Way back when I was a young Turk at TV Guide Canada I was asked to get Steven Bochco on the phone.
I thought the request was pure madness. At that time and for many years afterwards, Bochco was TV’s top showrunner, the much-admired writer/producer behind such groundbreaking hits as Hill Street Blues and L.A. Law. I thought I’d have an easier time getting The Pope on the phone.
Yet not that long after I put the request through to NBC’s PR team in Los Angeles, the phone rang.
“Hi Bill, it’s Steven Bochco.”
The reason for the call was to get a response from Bochco for L.A. Law winning “Favourite Drama” in one of our Reader’s Choice Awards. He’d already won some of his 10 Emmys and four Peabodys by the time I spoke with him in the late ’80s, yet he was gracious enough to call and thank readers in Canada for enjoying his show.
Sad to report that Bochco passed away Easter Sunday after battling cancer. He was 74.
He always remained friendly and approachable over the years as I caught up with him on other shows. In person he always looked to me like a friendly dentist; interviewing him was the opposite of pulling teeth.
The New York native’s roots in TV date back to his days as a writer on such fondly-remembered cop shows from the ’70s as Columbo, Ironside, McMillan & Wife and even Lorne Greene’s short-lived Griff. His career as a producer blossomed after a move to MTM later in the ’70s.
By the time I joined the Television Critics Association in the mid-’80s, Bochco was already mayor. He’d be the unflappable one up on stage during panels for Hill Street Blues and L.A. Law and through such short-lived wonders as Hooperman, Doogie Howser, M.D., Cop Rock, Capitol Critters, Civil Wars and Murder One.
Bochco seemed to push the envelope a bit more with each series, with NYPD Blue specifically marketed as a network drama where its characters could swear and strip with the best cable had to offer. It wasn’t exactly true, but headlines about advertisers and affiliated bailing was the best promotion any network series could get back then. NYPD Blue enjoyed 12 seasons and won a ton of Emmys.
In 2005, Bochco was jazzed to greet critics who shuttled an hour or so north of L.A. to check out desert-like locations for the Iraq-based military drama Over There. Toronto-born Luke Macfarlane (Killjoys) played one of the young soldiers, and remembers Bochco as fairly hands-on and friendly “for a man with a jet.” It only lasted 13 episodes, but Bochco’s enthusiasm for making television never seemed to dim.

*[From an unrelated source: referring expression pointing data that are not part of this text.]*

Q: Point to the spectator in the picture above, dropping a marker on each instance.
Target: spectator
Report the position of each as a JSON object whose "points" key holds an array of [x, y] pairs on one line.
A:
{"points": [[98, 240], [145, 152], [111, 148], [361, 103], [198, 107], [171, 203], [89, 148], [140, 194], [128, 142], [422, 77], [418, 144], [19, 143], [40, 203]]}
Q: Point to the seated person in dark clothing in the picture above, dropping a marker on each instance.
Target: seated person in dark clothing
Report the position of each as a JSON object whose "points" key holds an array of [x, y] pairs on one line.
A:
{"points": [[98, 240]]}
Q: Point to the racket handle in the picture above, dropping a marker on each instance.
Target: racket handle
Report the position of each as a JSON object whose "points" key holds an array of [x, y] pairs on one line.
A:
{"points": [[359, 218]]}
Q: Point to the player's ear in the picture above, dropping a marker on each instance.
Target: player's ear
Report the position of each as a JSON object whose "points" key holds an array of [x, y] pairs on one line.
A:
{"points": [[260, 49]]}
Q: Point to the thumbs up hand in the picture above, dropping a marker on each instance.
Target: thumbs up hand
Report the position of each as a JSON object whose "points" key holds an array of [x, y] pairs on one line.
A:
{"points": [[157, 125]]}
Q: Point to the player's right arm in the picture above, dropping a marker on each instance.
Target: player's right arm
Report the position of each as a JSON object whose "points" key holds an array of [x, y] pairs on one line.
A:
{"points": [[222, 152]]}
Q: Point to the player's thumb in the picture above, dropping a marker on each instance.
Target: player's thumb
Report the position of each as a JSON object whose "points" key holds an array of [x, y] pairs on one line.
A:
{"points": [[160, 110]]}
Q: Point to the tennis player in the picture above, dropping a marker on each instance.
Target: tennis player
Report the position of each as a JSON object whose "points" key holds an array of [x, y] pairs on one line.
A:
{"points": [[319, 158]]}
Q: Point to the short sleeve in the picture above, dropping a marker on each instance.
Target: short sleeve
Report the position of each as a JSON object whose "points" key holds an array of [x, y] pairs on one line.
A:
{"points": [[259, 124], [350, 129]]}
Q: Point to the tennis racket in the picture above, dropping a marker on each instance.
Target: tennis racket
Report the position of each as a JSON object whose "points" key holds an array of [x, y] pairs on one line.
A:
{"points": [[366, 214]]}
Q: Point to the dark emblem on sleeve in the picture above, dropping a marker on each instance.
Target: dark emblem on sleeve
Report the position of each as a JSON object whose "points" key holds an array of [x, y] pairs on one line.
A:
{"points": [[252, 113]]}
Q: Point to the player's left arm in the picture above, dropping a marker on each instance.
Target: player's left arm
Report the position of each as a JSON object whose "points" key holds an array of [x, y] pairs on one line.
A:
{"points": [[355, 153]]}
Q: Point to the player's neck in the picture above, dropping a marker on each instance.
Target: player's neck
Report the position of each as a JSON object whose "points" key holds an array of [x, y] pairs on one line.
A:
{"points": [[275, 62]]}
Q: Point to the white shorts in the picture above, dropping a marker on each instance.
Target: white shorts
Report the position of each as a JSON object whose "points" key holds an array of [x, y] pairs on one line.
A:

A year later, he gamely took over as executive producer on the troubled ABC series Commander-in-Chief. Mid-way through the only season, critics were shuttled to the set for a press conference with stars Geena Davis and Donald Sutherland flanking Bochco. There were some TV tasks not even a master showrunner could fix, with Bochco later describing the experience as “horrible.”
If you judge somebody by the people they work with, Bochco again stands tops among TV executives. David E. Kelley was mentored by Bochco, and collaborators such as David Milch are considered groundbreaking storytellers.
He was revered, too, by the actors who worked with him the longest, including Hill Street alumni Charles Haid, Jimmy Smits (L.A. Law and NYPD Blue) and especially long-time collaborator Dennis Franz.